The story progresses to Cean using a friend’s time travel technology to travel back to the first century and the time of his heroine Boadicea. The subsequent tale is a brilliant example of historical fiction. The details ring true as we read of battles with Romans and simple village life in early Britain. Cean is hoping that he can change the future by helping Boadicea win war against Rome, rather than lose as she had done in our history. Cean uses his knowledge and a stock of antibiotics to gain trust as he integrates with these more primitive people. By changing the past a better kinder world where female strength is valued may come to pass.
You will enjoy reading this book. Co-author Lyn lives in New Zealand. Give her your support.
I really wanted to like this book. I was excited about a trans* protagonist, I like time travel. But this was just so disappointing that I had to stop halfway through.
The time travel story didn't work for me, but fans of Druidic history or Boadicea herself might enjoy it. The ultimate stumbling block I had was the depiction of Cean, the main character. An out, transitioning male-to-female trans person, the narration and all characters continually refer to Cean as "he," with no explanation.

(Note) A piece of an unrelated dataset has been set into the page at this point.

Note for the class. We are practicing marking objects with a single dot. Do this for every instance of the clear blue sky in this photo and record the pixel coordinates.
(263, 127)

While I appreciate everyone's right to choose their own pronouns, the lack of explanation for why Cean would choose "he" made me very uncomfortable as I read this book. Added to two seemingly unrelated stories (the future world and the time travel), flat characters with motivations that didn't make a lot of internal sense and a lack of pace, I had to put this down unfinished.

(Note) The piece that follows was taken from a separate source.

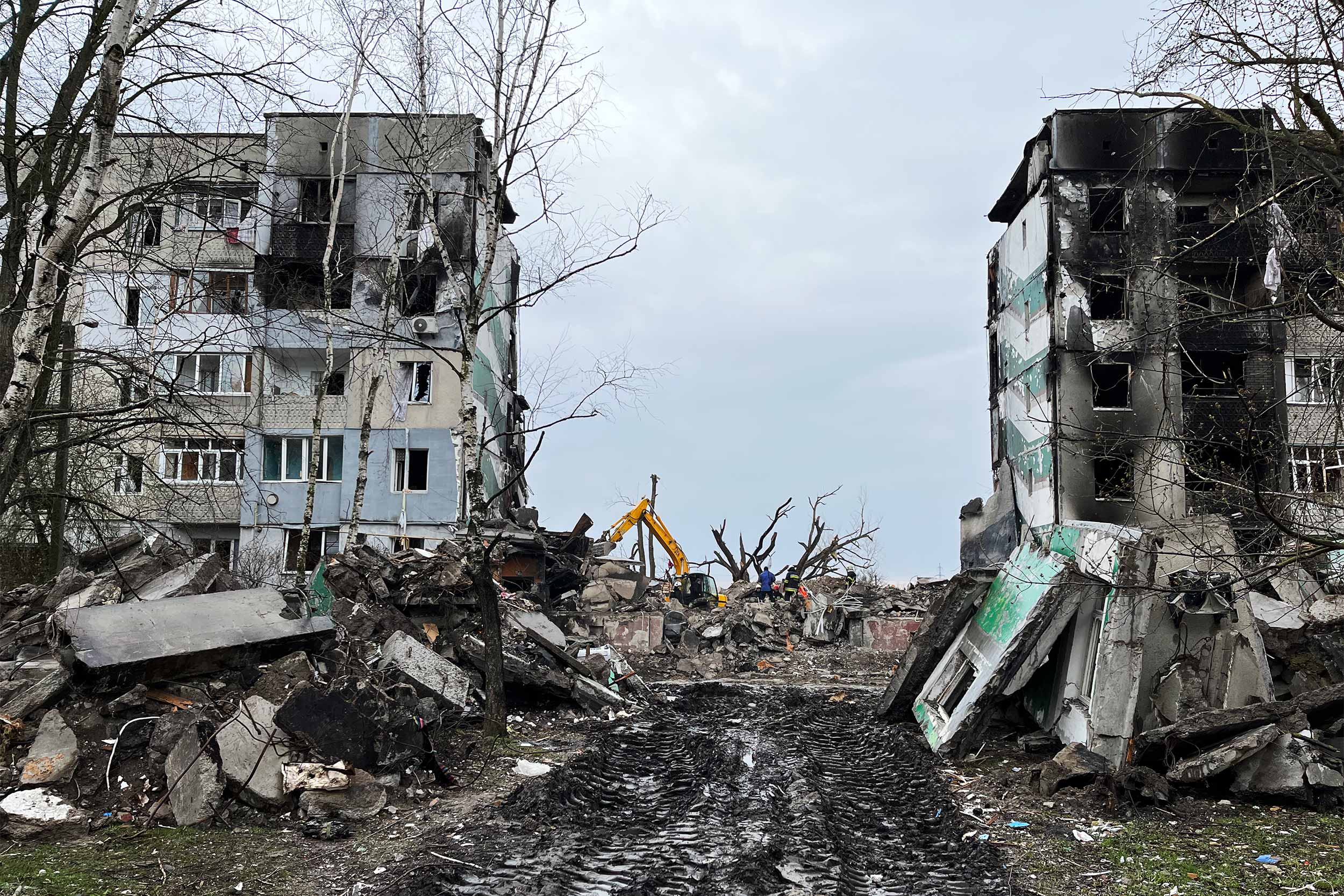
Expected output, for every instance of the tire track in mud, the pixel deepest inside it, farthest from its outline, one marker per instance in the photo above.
(737, 792)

Queen of Iron Years by Lyn McConchie and Sharman Horwood is fascinating. The authors have created a whole new history stemming from one man's obsession. Some readers aren't going to like this book, the "hero" is transgender, they've meddled with one of the great British historical icons, and any fans of the Roman out there won't like it much either. I like time travel, the heroine, don't mind a GLBT main character, and so far as someone who has only an intelligent layperson's knowledge of British history can tell, the authors have their facts spot on. Cean Rowan is a descendant of Boudicea, he's developed an obsession with her, and he hates his own time. So what's more likely that when he finds a way to go back to her time and maybe save her people from Roman genocide, he'll do so. Once back there he finds a cause that's more than intellectual, the people become his friends, and he likes and admires them. With the historical information from his own time he can make his warnings of what the Romans will do to the Iceni believable and the Queen listens. The battles are very well written, the characters catch the imagination, and while some of the ending was a bit sad, it really riveted me. The copyright on this book is confusing. It's listed as 2011, and on Amazon as February 2012, but actually the book only become available this month. That said, it hardly matters. Go and get a copy.

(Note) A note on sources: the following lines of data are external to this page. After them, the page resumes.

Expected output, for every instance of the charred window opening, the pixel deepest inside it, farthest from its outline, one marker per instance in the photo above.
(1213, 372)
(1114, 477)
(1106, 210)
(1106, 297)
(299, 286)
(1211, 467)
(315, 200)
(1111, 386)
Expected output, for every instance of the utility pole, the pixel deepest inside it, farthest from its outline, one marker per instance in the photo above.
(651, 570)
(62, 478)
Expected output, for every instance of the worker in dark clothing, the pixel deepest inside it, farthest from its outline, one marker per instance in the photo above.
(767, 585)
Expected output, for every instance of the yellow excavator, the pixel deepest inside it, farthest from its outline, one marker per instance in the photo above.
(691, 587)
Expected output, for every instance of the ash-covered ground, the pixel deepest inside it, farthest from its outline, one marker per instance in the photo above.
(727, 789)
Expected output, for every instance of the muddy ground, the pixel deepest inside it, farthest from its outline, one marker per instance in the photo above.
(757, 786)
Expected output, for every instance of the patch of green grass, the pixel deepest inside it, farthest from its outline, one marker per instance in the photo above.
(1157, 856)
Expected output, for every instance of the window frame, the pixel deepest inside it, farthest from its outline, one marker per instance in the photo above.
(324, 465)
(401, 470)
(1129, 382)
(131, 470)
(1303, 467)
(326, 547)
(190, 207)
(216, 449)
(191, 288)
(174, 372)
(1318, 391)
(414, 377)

The year is 2035, a dystopian future. A sexually-transmitted disease known as Tensen’s virus is sweeping through the population. Transsexuals are carriers of the virus. Non-transsexuals, when they contract it, die. Faced with the resulting panic and anti-transsexual backlash, pre-op transsexual Cean Rowan sets out to save his own kind. His plan: to change the course of history by going back in time—back to 61 AD, to Iron Age Britain, where Queen Boadicea is about to lead her army in a futile rebellion against the occupying forces of Rome. Cean succeeds in going back. But what happens next—it’s not what he expected.
"Queen of Iron Years" is an extraordinarily imaginative work of alternate history, well researched and compellingly written. It won the 2013 Sir Julius Vogel award for Best Novel.